The design of the experiments is sound, as the authors provided a full ablation study on all the possible parameters of their attack (from the parameters of the optimizers to the placement of the prompt).

补充材料

The supplementary material is provided, along with the code of the plugin and the attack. No unsafe content has been included into the repository that has been shared.

与现有文献的关系

This paper highlights the need for better policies for plugins, since this threat can be attributed to the usual unsafety of programs downloaded from a store. Specifically, this paper can be of interests for researcher of the security community.

遗漏的重要参考文献

None.

其他优缺点

I find the paper very interesting, easy to read, and contributing towards the security evaluation of LLM models in security-related domains. The method is simple and intuitive, since it is changing one token at the time through a very simple black-box algorithm. The weaknesses that I find are related to (i) the choice of CodeQL as vulnerability, which can be studied as well as an ablation study; (ii) the unsafe generated code might not be reachable in the victim application, since this evaluation is done on simple snippets of code; (iii) the unit test must be provided, which might not be always possible.

其他意见或建议

None.

作者回复

We thank the reviewer for their overall positive review and discuss their raised questions below. We will gladly incorporate their feedback into the next revision of the paper.

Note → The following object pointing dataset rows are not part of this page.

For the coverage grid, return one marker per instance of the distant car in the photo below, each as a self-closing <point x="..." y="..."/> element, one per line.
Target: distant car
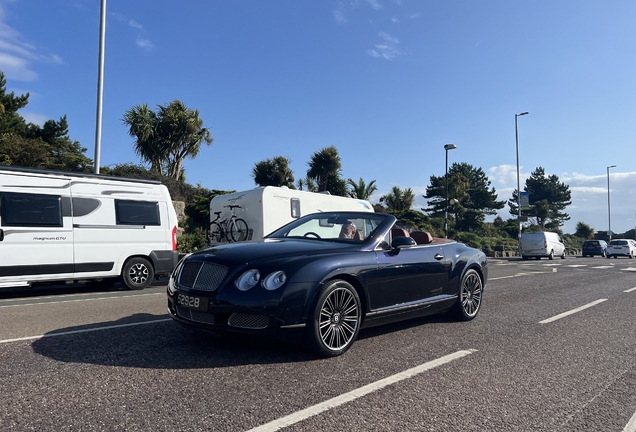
<point x="595" y="247"/>
<point x="621" y="247"/>
<point x="325" y="276"/>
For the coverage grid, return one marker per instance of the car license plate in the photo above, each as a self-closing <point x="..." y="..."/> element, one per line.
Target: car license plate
<point x="192" y="302"/>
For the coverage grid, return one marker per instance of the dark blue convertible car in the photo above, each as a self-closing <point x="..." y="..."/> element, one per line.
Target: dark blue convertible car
<point x="325" y="276"/>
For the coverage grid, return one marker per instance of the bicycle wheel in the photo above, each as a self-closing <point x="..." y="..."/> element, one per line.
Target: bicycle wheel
<point x="238" y="230"/>
<point x="215" y="233"/>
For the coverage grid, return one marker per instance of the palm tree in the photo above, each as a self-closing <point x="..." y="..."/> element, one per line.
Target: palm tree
<point x="398" y="199"/>
<point x="165" y="138"/>
<point x="360" y="189"/>
<point x="324" y="169"/>
<point x="273" y="172"/>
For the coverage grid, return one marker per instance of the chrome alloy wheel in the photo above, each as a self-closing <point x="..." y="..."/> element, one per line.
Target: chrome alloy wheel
<point x="470" y="294"/>
<point x="138" y="273"/>
<point x="339" y="318"/>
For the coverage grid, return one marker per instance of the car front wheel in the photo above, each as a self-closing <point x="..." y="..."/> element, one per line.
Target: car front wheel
<point x="470" y="294"/>
<point x="335" y="321"/>
<point x="137" y="273"/>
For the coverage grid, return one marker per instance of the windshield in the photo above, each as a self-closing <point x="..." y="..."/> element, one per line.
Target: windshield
<point x="350" y="227"/>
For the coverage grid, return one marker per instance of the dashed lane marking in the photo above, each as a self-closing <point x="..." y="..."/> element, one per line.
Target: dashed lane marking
<point x="358" y="393"/>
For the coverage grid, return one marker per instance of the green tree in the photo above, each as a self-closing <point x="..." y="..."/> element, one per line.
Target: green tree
<point x="273" y="172"/>
<point x="325" y="169"/>
<point x="165" y="138"/>
<point x="29" y="145"/>
<point x="471" y="190"/>
<point x="398" y="199"/>
<point x="548" y="198"/>
<point x="361" y="190"/>
<point x="583" y="230"/>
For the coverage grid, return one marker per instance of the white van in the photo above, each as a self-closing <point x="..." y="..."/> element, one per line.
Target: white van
<point x="265" y="209"/>
<point x="542" y="244"/>
<point x="57" y="226"/>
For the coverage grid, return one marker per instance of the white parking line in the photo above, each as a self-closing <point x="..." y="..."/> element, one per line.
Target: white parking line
<point x="78" y="300"/>
<point x="83" y="331"/>
<point x="631" y="426"/>
<point x="579" y="309"/>
<point x="358" y="393"/>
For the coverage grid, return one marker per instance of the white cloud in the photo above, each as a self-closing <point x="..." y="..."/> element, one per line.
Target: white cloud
<point x="135" y="24"/>
<point x="144" y="43"/>
<point x="375" y="4"/>
<point x="18" y="56"/>
<point x="386" y="50"/>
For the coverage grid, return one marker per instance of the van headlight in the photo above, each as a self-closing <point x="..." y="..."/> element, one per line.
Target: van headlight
<point x="274" y="280"/>
<point x="247" y="280"/>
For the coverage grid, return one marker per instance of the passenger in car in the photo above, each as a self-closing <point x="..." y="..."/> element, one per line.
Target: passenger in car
<point x="348" y="230"/>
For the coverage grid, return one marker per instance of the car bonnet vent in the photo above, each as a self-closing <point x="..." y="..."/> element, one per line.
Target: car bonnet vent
<point x="202" y="276"/>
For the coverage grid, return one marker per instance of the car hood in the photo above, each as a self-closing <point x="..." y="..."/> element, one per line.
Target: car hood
<point x="268" y="249"/>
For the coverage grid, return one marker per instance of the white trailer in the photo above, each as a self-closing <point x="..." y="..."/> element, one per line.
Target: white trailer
<point x="266" y="209"/>
<point x="65" y="227"/>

Q1: Do you expect the results to change with different static analyzers? Is using CodeQL an important choice for the attacks' success?

There are two possible ways in which CodeQL may be substituted with alternative methods: For the optimization step and for the evaluation step.

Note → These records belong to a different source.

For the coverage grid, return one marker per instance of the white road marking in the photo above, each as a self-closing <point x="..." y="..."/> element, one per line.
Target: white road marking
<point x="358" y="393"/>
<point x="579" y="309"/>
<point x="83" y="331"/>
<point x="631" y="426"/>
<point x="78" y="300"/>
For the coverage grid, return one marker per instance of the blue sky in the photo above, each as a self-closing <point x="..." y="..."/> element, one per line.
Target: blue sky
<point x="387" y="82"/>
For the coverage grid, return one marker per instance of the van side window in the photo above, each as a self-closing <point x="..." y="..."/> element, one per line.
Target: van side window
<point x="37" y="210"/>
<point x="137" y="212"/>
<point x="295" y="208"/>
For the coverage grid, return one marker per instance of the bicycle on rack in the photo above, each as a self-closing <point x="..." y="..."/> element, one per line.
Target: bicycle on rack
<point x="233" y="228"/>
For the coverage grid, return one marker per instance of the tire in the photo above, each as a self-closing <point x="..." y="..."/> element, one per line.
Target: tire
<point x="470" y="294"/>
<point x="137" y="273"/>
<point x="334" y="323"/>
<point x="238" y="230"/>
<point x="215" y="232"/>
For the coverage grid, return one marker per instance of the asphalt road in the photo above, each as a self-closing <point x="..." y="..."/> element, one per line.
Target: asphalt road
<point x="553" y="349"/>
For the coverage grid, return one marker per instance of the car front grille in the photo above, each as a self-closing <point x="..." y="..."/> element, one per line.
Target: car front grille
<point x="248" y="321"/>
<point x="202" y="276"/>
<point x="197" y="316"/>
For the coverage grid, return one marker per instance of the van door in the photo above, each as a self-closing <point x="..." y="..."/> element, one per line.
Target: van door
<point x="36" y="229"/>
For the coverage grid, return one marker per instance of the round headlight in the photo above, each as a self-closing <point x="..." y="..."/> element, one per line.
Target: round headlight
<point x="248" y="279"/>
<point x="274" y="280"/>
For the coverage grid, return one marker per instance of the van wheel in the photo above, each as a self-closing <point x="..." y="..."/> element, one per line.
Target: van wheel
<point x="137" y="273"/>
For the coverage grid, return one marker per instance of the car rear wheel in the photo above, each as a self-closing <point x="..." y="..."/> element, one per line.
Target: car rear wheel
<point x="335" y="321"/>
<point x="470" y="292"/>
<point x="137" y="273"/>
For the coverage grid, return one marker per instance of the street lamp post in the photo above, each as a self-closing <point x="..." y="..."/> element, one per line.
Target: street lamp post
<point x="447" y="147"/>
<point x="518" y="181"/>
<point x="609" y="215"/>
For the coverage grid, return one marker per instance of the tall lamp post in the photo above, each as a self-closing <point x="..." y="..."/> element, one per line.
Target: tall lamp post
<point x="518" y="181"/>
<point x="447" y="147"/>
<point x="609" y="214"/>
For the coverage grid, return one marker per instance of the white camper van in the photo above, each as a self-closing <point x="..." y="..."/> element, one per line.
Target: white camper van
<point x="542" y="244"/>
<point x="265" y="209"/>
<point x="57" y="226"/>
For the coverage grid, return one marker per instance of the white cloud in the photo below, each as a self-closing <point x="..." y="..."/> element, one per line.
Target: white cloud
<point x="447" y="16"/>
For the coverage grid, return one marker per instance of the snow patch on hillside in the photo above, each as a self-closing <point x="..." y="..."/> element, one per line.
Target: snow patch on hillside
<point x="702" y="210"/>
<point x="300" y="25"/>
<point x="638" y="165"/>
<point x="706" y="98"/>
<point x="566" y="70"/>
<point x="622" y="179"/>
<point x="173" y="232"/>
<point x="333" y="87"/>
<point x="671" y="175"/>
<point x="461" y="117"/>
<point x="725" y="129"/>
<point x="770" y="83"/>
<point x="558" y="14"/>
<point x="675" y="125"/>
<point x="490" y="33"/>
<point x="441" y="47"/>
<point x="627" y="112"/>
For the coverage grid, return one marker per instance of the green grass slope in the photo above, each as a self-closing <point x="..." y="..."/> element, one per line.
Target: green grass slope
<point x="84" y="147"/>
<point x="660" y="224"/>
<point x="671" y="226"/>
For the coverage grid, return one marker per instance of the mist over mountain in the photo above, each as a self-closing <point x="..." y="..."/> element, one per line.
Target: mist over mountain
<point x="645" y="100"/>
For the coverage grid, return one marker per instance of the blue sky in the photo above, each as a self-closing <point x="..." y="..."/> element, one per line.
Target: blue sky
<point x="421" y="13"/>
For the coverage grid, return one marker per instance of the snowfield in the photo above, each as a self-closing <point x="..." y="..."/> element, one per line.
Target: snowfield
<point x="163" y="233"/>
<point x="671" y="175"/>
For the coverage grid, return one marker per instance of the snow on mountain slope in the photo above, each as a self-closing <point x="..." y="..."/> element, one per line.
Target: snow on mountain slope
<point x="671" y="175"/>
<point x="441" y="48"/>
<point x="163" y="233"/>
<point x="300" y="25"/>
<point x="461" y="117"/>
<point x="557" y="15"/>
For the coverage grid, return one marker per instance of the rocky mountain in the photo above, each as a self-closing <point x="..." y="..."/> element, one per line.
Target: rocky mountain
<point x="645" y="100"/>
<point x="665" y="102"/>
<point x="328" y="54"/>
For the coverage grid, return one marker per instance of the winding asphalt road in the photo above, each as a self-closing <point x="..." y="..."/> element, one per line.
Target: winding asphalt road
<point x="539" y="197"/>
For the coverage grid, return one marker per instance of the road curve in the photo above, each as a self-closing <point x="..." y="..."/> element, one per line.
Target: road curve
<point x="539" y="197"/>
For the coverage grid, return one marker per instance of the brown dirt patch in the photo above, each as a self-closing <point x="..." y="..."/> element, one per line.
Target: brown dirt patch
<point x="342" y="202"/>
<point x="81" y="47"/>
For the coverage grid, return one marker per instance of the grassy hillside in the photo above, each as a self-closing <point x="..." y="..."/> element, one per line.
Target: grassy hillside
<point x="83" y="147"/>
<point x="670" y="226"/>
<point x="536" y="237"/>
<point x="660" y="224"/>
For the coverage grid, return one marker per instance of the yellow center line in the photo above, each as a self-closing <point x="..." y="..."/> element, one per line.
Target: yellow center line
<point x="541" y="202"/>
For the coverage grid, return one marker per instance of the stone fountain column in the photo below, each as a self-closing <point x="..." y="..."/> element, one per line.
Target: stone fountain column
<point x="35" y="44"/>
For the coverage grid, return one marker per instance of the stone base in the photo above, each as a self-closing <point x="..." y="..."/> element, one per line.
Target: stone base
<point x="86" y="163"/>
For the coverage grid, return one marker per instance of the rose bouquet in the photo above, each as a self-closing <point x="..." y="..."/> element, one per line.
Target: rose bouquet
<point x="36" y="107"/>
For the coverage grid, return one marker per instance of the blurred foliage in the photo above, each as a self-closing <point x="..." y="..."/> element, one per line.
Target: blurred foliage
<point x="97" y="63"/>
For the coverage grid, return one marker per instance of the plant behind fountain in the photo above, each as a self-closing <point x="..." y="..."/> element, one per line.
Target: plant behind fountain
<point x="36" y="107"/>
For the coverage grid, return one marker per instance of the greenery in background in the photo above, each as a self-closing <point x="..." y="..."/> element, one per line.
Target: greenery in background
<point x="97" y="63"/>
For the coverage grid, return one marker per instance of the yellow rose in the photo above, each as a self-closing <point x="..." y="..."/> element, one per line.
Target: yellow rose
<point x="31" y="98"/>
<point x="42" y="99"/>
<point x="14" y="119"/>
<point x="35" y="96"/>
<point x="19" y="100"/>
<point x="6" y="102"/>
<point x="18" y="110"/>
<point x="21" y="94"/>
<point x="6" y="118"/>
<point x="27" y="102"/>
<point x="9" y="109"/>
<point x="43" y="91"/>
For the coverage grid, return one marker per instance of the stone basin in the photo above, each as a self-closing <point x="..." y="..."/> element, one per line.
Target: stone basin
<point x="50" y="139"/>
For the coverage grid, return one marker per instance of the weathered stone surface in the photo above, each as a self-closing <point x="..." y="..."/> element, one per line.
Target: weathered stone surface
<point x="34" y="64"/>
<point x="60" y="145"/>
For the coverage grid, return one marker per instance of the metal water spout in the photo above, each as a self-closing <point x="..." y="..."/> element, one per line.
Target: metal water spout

Regarding the use of CodeQL for optimization, we note that our method does not depend on CodeQL, which was chosen due to its customizability. Attackers may build their attacks using other static analysis tools. However, the tool and its capabilities are not relevant to the attack itself. In fact, we only utilize specific queries from the extensive repository of CodeQL. Attackers could similarly hand-craft a specialized tool to detect precisely the vulnerabilities that they want to inject, use it for training, and then manually assess the quality of the results. This would even increase the severity of the resulting attack, since the injected vulnerabilities would likely not be detected by potentially deployed, publicly available analyzers.

Regarding the use of CodeQL for evaluation, we note that the use of CodeQL is standard in the field [1,2]. It is highly accurate, since our evaluation setting is very controlled, in that we know how vulnerabilities can manifest in the generated code for all test cases. This allows us to carefully select a CodeQL query that works effectively for each test case as described in Section 5.1. We manually analyze the accuracy of CodeQL for our evaluation and determine an accuracy of 98% (cf. Appendix A, Line 660). Other static analyzers or oracle exploits, as explored in concurrent work [3,4], could be used instead, but would need to be assessed for their accuracy in this specific setting.

Q2: Can you please comment on the relationship between the reachability of code snippets and their criticality for code security?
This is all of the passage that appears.